Product offers related to search HP Photosmart C4780 in Google Shopping.
In addition to identifying when different descriptions refer to the same entity, as in the first two descriptions of Fig. 1, solutions for the problem of matching product offers also need to identify that very similar descriptions can refer to distinct products. For example, “HP OfficeJet Pro 8600 911a Wireless” and “HP OfficeJet Pro 8600 911n Wireless” refer to two distinct printers with different prices.
Given a set of entity references, such as product offer descriptions, the process of identifying which of them correspond to a same real-world entity is known as entity resolution [20, 10, 5, 17, 12]. The matching of products is a specific case of entity resolution, where the entities are products. Traditional entity resolution approaches deal with structured data, applying similarity functions to each attribute of the records and combining the result to find duplicated records. The product matching problem is hardest because product offers come from thousands of merchants, which use different descriptions of the products. Such descriptions may be short as “HP C4780” or contain several technical characteristics of the product in a free textual field.
In this work, we address the problem of aggregating product offers from e-shopping web sites by matching product offers against other offers. This problem is more challenging than matching product offers against a catalog of structured products [16] due to uncleaned and non-structured data. Matching of product offers is highly relevant in many scenarios where a catalog is not available. For example, applications that monitor product price from different web sites typically do not have a catalog. Furthermore, aggregated offers could be used as a starting point for construction of product catalogs.

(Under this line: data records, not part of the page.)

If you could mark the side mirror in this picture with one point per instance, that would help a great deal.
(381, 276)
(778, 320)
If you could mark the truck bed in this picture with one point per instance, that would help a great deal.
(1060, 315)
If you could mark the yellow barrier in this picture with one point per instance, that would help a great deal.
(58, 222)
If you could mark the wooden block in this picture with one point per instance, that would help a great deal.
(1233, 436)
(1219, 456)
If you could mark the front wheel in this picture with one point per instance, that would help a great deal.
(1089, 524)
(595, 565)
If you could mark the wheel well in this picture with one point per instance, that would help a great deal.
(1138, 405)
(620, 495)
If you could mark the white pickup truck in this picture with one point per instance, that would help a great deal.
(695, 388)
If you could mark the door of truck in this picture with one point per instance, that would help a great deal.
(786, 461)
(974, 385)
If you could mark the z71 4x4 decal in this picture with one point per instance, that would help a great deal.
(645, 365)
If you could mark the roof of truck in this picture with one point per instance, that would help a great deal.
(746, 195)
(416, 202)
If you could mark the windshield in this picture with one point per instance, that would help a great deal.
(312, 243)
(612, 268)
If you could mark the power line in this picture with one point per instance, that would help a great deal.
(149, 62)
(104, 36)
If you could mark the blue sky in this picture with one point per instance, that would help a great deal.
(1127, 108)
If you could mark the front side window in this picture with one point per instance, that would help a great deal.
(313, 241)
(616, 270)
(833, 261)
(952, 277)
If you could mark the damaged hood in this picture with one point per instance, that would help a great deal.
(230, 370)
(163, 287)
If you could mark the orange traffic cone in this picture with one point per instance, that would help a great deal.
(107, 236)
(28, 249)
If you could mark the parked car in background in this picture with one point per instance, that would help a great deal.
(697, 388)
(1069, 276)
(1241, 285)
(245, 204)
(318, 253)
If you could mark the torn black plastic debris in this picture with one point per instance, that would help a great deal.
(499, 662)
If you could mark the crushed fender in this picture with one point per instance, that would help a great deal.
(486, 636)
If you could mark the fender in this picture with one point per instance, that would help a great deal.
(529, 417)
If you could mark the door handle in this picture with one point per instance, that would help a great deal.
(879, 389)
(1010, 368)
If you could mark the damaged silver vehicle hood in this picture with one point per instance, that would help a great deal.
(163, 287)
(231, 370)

Few studies addressed the problem of matching product offers against product offers. In [19], the authors preprocess product offers to extract product codes and use them for matching. However, the effectiveness of their approach depends on the product category since not all categories have product codes. Furthermore, their method needs to submit queries to a web search engine, which may make the method non-scalable. The approaches in [13, 21] also need to submit queries to a web search engine, and they did not provide experiments with a large number of distinct products. Evaluations of several traditional entity resolution approaches made by [18] report poor results for precision and recall metrics in the product offer matching task. They also concluded that learning-based approaches, which obtain better results than non-learning approaches, do not scale with large input sets. Therefore, there is space for more studies in this area.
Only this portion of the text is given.